SALZBERG: You do need trust in your own self, and I think that is a great challenge for many of us. We need to learn to trust our own deepest experience and honor that — my sense of faith is very much interwoven with that kind of love and respect for oneself. It’s like a journey. It’s halting, and it happens in fits and starts, but we know where we want to go. There’s nothing wrong, or incorrect about finding that we have to begin again and again and again.
There are many ways to work with our doubts or uncertainties. The primary tool I’ve used, of course, is meditation. Rather than the strict, formal sense of meditation, that means having an ability to relate to the various things that come up in one’s mind with compassion, wit and some ease rather than spiraling into a negative self-judgment.
QUESTION: I heard you say that fear is the opposite of faith. Can you talk about that a little bit?

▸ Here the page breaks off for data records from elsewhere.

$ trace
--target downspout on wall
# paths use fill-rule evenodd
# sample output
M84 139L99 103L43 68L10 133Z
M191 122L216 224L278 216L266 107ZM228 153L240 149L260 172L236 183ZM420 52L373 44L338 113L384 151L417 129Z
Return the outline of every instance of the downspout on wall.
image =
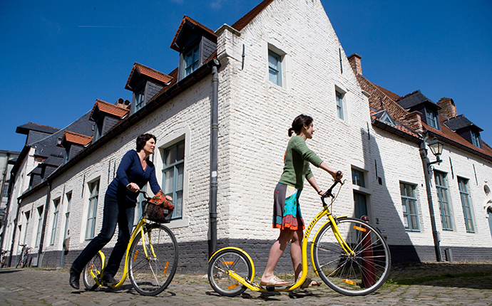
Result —
M210 101L210 196L209 203L210 233L208 241L209 256L217 249L217 170L218 156L219 131L219 76L217 66L218 61L212 60L212 100Z
M424 138L424 140L419 144L420 157L422 159L422 165L424 167L424 175L426 180L426 189L427 191L427 204L429 205L429 211L431 216L431 226L432 227L432 236L434 242L434 249L436 250L436 259L437 261L442 261L442 255L441 254L441 246L439 234L437 232L436 226L436 216L434 214L434 208L432 202L432 191L431 191L431 174L429 169L429 160L427 157L427 149L426 149L426 141L427 135Z
M44 234L46 233L46 220L49 211L49 204L51 200L51 184L48 181L48 191L46 192L46 203L44 205L44 218L41 228L41 236L39 240L39 249L38 250L38 268L41 268L43 263L43 244L44 243Z
M9 267L12 266L12 258L14 257L14 243L16 241L16 233L17 233L17 222L19 222L19 213L21 212L21 201L17 199L17 212L16 218L14 219L14 233L12 233L12 243L10 245L10 257L9 258ZM17 256L17 254L16 254Z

SALZBERG: Fear certainly is different than faith. But one of the things I learned, and one of the things I wrote about, is that we can have faith right alongside our fear. We don’t have to vanquish our fear or make it go away. Instead, we can learn to touch something deeper in the face of the fear, which enables us to go on. The chapter I wrote about fear draws on my experience with Ram Dass. He is a very important spiritual teacher and friend for many of us, and as you may know, he had a stroke. From a Buddhist point of view, the fears we experienced about Ram Dass would be called fixated hope, which is similar to attachment. We feared that maybe he’ll be able to walk again, but not talk, or maybe he’ll be able to talk again, but not walk, or maybe this or that will happen, as though by saying something enough we could make it so. I really wanted him to get better. But I realized at some point that he himself was going into the unknown, and the only way to fully go there with him in love and friendship was to acknowledge that. The fear didn’t go away, but in some ways, it was more surrounded with love and care.

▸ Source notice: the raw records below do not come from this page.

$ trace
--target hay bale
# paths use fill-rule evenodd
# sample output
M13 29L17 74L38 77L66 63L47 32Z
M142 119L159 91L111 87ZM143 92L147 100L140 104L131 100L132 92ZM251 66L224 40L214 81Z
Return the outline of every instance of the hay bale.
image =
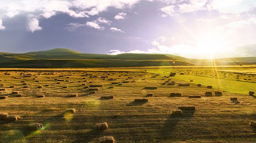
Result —
M7 113L0 112L0 120L5 120L9 116Z
M148 96L148 97L152 97L152 96L153 96L153 93L147 93L147 96Z
M39 95L37 96L37 97L38 98L42 98L42 97L45 97L45 96L44 95Z
M148 99L147 98L142 98L142 99L134 99L134 102L148 102Z
M5 99L8 98L8 97L7 96L0 96L0 100Z
M222 92L215 91L214 92L214 94L215 95L222 95Z
M237 100L237 97L230 97L230 100Z
M106 122L96 124L95 128L97 130L104 130L109 128L108 123Z
M74 93L69 95L69 96L70 97L77 97L78 96L78 95L77 93Z
M7 122L14 122L18 120L18 117L15 115L8 116L5 118L5 120Z
M173 115L180 115L182 114L182 111L180 109L173 110L172 114Z
M100 138L100 143L114 143L115 140L112 136L105 136Z
M249 95L251 96L253 96L253 94L255 93L255 92L252 92L252 91L250 91L249 92Z
M114 99L114 96L101 96L100 97L100 99Z
M91 93L91 94L96 93L96 91L91 91L90 92L90 93Z
M35 123L30 125L29 127L31 130L37 130L42 129L44 128L43 125L39 123Z
M90 91L99 90L98 88L90 88L89 90Z
M74 108L70 108L67 109L65 113L68 112L71 114L74 114L76 113L76 109Z
M212 88L212 87L211 85L208 85L207 86L207 88L209 88L209 89Z
M256 121L251 121L250 122L250 123L249 124L252 127L256 127Z
M188 96L189 98L201 98L201 95L189 95Z
M19 92L12 92L12 94L19 94Z
M16 95L16 97L24 97L24 95L23 94L19 94Z
M212 96L212 93L211 92L205 92L205 96Z
M196 107L195 106L179 106L178 107L178 109L182 110L196 110Z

I saw him not long ago. I was teaching a retreat at Spirit Rock Meditation Center up North and one night he came to dinner. When he had to leave, he decided he wanted to walk down the stairs instead of using his wheelchair on the ramp. So someone lifted him up out of the wheelchair, and then step by laborious step, leaning on somebody, he went down the stairs. When he got to the bottom of the stairs, we almost dropped him, but we got him into the wheelchair. He wheeled over to the edge of the car door and lifted himself up inside the car. During this whole time my heart was sinking, and I kept thinking, that this was such an ordeal for him and so painful to watch. But then, as I was standing directly in front of him, he looked at me and gave me a beautiful, radiant smile and said, “None of this makes any difference at all, you know that.” And I said, “Oh. I guess I do know that.” This was a beautiful expression of faith, touching on those deepest truths, those things that will support and sustain us. It is our own power of love, the love that is in the universe and our power of connection, no matter what. Faith is being in touch with the strengths or powers in this universe that are not defined or crushed by our circumstances. Then we can go forward, even if we’re very afraid.